I still need some good mood stabilizers! It's been quite a few years since I've been this emotional. I go from feeling happy to hopeless within a few minutes sometimes. I feel very alienated and estranged from the old me. I wish that I could just relax and enjoy what I know is this very special time. Unfortunately, there is too much to do and not enough hours in the day. I'm still not sleeping well and am still feeling like a zombie for much of the day. I guess I'm getting tired of making all the decisions. It's funny how everyone looks to the bride for the decision-making, and I am tired of having that responsibility.

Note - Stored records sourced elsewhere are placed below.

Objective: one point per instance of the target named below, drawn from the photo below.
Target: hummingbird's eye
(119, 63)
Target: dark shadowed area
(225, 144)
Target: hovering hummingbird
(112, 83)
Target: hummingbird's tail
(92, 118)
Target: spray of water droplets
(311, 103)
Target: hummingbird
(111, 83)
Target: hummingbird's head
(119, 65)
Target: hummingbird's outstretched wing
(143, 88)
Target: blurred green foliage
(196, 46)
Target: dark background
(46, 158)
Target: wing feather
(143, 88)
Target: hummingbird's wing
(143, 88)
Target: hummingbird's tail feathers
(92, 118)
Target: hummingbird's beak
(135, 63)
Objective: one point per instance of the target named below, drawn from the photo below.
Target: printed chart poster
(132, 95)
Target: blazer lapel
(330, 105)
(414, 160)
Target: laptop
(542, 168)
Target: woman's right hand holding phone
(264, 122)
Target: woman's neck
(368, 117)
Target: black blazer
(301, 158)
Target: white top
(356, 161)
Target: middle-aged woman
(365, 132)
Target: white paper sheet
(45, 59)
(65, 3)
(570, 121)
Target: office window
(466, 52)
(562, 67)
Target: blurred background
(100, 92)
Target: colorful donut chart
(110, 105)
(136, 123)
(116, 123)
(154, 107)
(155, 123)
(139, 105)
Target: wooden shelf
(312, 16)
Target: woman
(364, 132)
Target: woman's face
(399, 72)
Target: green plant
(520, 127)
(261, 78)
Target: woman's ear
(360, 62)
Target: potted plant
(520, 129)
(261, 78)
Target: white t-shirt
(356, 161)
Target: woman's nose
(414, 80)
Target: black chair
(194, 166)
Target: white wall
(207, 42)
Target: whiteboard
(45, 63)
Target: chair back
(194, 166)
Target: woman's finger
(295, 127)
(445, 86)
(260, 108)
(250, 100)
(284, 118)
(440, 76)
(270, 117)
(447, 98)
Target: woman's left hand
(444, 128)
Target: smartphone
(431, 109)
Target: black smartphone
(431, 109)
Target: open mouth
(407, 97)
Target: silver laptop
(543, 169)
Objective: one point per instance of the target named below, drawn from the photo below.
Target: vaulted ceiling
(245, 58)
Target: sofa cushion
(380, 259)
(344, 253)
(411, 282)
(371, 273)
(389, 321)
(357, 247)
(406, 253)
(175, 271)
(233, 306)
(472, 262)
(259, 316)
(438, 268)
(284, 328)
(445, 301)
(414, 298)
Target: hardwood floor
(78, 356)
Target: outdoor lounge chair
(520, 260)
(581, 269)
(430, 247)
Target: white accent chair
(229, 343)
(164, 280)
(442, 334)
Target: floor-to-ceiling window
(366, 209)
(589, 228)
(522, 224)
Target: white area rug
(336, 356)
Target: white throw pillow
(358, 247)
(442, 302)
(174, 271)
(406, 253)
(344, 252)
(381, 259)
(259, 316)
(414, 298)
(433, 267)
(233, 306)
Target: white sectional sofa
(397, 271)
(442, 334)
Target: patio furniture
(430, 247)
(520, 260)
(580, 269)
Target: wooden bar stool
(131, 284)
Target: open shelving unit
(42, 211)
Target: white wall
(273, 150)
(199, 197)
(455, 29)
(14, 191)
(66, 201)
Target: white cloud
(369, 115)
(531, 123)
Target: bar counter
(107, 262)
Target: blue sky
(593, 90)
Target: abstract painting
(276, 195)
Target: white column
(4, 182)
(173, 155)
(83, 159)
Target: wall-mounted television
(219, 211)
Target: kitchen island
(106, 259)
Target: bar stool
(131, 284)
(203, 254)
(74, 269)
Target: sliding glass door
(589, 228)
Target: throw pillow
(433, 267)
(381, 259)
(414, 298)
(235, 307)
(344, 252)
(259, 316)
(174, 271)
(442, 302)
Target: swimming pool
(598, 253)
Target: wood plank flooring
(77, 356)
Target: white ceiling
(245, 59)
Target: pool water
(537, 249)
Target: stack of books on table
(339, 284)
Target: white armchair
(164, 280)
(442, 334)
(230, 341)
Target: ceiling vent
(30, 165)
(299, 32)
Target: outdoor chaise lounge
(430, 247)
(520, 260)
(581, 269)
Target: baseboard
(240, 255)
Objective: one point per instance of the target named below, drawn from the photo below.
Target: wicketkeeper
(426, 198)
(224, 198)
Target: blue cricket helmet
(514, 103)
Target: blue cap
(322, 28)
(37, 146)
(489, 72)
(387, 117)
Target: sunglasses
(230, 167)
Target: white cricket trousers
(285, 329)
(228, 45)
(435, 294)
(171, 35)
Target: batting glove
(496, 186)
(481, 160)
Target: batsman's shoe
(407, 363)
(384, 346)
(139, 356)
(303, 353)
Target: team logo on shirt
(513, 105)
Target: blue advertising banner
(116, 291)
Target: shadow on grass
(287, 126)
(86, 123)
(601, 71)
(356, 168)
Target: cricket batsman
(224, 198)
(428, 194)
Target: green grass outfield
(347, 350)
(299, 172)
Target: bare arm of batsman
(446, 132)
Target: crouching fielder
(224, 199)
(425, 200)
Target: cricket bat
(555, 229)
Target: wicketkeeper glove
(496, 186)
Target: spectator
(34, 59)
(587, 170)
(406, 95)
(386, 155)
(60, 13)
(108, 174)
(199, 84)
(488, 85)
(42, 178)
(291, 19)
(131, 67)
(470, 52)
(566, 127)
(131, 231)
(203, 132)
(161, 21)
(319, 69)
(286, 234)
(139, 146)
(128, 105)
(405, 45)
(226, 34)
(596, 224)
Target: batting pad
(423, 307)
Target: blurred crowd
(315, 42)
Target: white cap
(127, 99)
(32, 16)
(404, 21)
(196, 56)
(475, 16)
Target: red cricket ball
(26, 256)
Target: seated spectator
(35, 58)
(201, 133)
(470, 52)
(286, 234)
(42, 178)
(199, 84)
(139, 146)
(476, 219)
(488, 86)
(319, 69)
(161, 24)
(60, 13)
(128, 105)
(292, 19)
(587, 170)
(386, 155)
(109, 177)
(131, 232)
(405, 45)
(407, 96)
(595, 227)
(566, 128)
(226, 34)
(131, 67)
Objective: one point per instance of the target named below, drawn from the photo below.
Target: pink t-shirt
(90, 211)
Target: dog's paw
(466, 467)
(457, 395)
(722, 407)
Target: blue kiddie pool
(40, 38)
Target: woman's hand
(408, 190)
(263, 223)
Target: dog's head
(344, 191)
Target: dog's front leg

I know, I know. Cry me a river, right? I think I would be much more positive if I were sleeping better. It's amazing what a good night's sleep will do for one's attitude. Tomorrow I fully intend on at least acting happier and looking fresh. It's my work shower, and we're having a taco bar, along with ice cream, cookies, etc. Roy is even coming to meet the whole department. I'm excited. The pre-wedding parties make it all worthwhile. I mean, they make me remember what this is all about. It's so easy to get bogged down in the details. I do think that details are important, especially with an event like a wedding. A wedding should reflect the couple and their values, not be some cookie-cutter mold. I have obsessively tried to make this wedding reflect us, and I get frustrated when others don't cooperate. I shouldn't stress out over things I can't control, but right now, I still do have a measure of control. Once the wedding day gets here, it's out of my hands.
Speaking of that, I feel both extremely ready for the day to be here and at the same time I feel like I need more time. It is a strange, ambivalent road I'm on.